Kadın: Yaşamaya çalıştığımız için yaşayamıyoruz gibi bir şey demişti bir arkadaşım. Ben de “yaşamak bu değil, yaşamak yol almak” dedim. Bunun bedeli ölmekse öleyim dedim. Yaşayamadığım gibi ölemedim de. Beceriksiz bir insan oldum hep. Yapacak bir şer yok. Yolumuza bakıcaz. (Yine aynı kahkahayı patlatır. Bez bebek osurur.)
(Şoför ayağa kalkar. Masayı toplar. Otobüse yerleşirler.)
Şoför: Yolumuza bakalım o zaman ablacım. Uyumak istersen söyle de müzik açayım kendime. Sessiz çekilmiyor.
Kadın: Şimdiden aç istersen. Uyumalıyım biraz.
(Şoför radyoyu açar. Bir konukla yapılan değiştir yarışmasını dinlemeye başlar. Her değiştir’de şoför de bir şarkı aramaya koyulur. “Bitsin artık bu çile”yi mırıldanmaya başladığı anda ani bir fren yapar.)
Şoför: Abla, uyan abla, buldum. Valla buldum. Bitti bu işkence.
(Bir süre sonra kadın şoför koltuğunda otobüsü kullanırken, şoförse kucağında otobüsteki bütün yiyecek ve içecekle birlikte kadının oturduğu koltukta tıkınmaktadır. Bez bebeğin ağzının kenarındaki söküğe dayalı bir pipet vardır. Radyoda “Bir ihtimal daha var” çalmaktadır.)
Kadın: Olacak mı dersin?
Şoför: Olmazsa yapacak bir şey yok ablacım.
Kadın: Ben biraz huzursuz hissediyorum kendimi. Midem bir tuhaf.
Şoför: Valla ablacım, ben de pek iyi değilim. İyiyim de değilim. (Güler) Hayırlısı.
(Sabaha kadar aynı halde yol alırlar. Giderek şişen karınları artık oturmalarına engel olunca da otobüsü bir ayçiçeği tarlasının yanında durdururlar. Ağır ağır tarlanın içine yürümeye başlarlar. Kadının elindeki bez bebeğin yüzü gülmektedir. Üçü de gülmektedir.)
Şoför: Güzel yere denk geldik. Buradan daha güzel yerde ölemezdik bu yolda.
Kadın: Hiç böyle hayal etmemiştim. Teşekkür ederim.
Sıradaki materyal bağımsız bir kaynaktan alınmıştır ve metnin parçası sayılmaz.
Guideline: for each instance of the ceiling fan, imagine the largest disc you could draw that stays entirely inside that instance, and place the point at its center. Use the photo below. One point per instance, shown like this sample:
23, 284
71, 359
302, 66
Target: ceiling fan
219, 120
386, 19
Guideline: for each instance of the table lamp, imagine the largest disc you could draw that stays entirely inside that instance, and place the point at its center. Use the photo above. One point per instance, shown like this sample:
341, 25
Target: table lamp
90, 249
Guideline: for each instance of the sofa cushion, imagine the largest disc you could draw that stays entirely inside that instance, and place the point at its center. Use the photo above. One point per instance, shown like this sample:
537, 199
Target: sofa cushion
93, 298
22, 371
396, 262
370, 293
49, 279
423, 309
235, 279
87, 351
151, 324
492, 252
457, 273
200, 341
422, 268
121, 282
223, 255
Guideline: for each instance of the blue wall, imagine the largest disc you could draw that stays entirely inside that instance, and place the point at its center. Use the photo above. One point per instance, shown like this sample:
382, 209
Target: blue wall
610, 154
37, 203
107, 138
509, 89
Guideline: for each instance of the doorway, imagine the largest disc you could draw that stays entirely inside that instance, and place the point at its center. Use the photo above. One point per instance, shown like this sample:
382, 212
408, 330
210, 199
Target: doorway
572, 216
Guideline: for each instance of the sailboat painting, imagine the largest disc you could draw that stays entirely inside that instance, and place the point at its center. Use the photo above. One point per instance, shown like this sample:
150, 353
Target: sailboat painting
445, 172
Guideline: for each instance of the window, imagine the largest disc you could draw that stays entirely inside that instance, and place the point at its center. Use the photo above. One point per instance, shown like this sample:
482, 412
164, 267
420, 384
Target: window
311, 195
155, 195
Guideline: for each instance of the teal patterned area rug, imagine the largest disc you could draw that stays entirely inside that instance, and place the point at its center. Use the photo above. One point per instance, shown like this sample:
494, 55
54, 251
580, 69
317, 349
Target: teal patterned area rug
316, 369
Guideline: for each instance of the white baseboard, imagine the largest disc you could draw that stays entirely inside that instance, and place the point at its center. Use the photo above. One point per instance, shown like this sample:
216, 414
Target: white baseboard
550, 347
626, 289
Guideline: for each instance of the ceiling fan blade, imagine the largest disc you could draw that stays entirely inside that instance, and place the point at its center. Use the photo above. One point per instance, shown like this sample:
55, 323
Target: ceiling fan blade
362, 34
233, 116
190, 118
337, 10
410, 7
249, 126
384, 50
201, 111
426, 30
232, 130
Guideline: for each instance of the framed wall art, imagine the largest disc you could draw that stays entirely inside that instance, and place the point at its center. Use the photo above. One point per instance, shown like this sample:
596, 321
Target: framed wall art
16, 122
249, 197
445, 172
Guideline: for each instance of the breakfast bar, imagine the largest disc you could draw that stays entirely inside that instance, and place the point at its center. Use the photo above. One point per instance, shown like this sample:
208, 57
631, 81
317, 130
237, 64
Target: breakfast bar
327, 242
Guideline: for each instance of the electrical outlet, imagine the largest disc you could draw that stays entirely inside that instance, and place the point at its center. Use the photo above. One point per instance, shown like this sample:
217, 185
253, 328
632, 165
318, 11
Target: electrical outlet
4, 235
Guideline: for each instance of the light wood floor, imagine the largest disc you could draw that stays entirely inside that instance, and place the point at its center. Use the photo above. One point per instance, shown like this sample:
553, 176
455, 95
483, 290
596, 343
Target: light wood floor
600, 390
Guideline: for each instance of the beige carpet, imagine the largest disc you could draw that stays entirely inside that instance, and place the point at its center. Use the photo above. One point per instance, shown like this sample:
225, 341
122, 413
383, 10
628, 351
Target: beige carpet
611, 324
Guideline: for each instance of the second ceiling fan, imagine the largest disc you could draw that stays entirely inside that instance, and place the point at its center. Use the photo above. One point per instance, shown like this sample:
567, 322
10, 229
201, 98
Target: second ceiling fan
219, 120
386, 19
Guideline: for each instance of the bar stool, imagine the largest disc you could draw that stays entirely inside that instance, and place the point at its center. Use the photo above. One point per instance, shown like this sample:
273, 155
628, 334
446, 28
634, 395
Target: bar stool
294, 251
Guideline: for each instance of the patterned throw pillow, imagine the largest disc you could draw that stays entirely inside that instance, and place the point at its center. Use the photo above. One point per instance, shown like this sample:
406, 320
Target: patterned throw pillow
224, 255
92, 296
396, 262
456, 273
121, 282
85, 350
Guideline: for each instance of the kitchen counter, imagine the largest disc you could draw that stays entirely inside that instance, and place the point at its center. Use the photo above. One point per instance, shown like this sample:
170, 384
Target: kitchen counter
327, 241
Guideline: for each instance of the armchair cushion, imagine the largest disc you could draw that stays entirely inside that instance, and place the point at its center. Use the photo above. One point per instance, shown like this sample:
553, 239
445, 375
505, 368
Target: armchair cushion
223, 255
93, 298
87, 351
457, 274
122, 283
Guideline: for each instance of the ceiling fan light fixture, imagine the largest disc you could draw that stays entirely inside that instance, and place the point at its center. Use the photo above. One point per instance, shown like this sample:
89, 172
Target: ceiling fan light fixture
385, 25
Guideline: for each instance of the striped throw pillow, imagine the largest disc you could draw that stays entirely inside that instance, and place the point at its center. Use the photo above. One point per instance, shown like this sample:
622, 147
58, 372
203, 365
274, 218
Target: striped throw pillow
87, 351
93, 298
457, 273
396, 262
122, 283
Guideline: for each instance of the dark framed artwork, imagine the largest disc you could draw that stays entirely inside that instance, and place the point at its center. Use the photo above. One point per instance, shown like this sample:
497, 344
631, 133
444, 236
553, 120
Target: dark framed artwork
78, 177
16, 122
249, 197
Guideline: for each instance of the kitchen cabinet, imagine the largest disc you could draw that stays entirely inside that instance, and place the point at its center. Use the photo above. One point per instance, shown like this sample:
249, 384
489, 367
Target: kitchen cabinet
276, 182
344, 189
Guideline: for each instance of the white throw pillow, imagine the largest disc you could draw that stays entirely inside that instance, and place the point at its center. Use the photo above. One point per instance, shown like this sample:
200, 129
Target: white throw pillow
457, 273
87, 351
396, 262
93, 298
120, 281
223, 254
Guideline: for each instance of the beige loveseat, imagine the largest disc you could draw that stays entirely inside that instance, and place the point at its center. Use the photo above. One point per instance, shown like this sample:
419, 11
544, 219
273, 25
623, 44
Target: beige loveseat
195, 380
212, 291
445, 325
Şoför: Estağfurullah ablacım. Ne yaptık ki?
Kadın: Beni kurtardın.
Şoför: Sen beni kurtardın abla. (Sessizce yürümeye devam ederler) Ben daha fazla yürüyemeyeceğim sanırım. Şuraya uzansam diyorum.
Kadın: Ben biraz daha yürüsem ayıp olmaz di mi?
Şoför: Olmaz ablacım estağfurullah.
Kadın: Peki o zaman. İyi ölmeler desem olur mu?
Şoför: Olur ablacım. İyi ölmeler.
(Kadın elindeki bebekle yürümeye devam eder.Bir iki adım daha attıktan sonra döner, bağırır.)
Kadın: Bu arada adın neydi? (Ses gelmeyince geri döner. Şoförün yanına oturur. Saatlerce gözlerinin kapanamayacağını, bir türlü ölemeyeceğini bilmeden oturur. Uzakta, yolun kenarındaki otobüsten “olduramadım” duyulmaktadır.)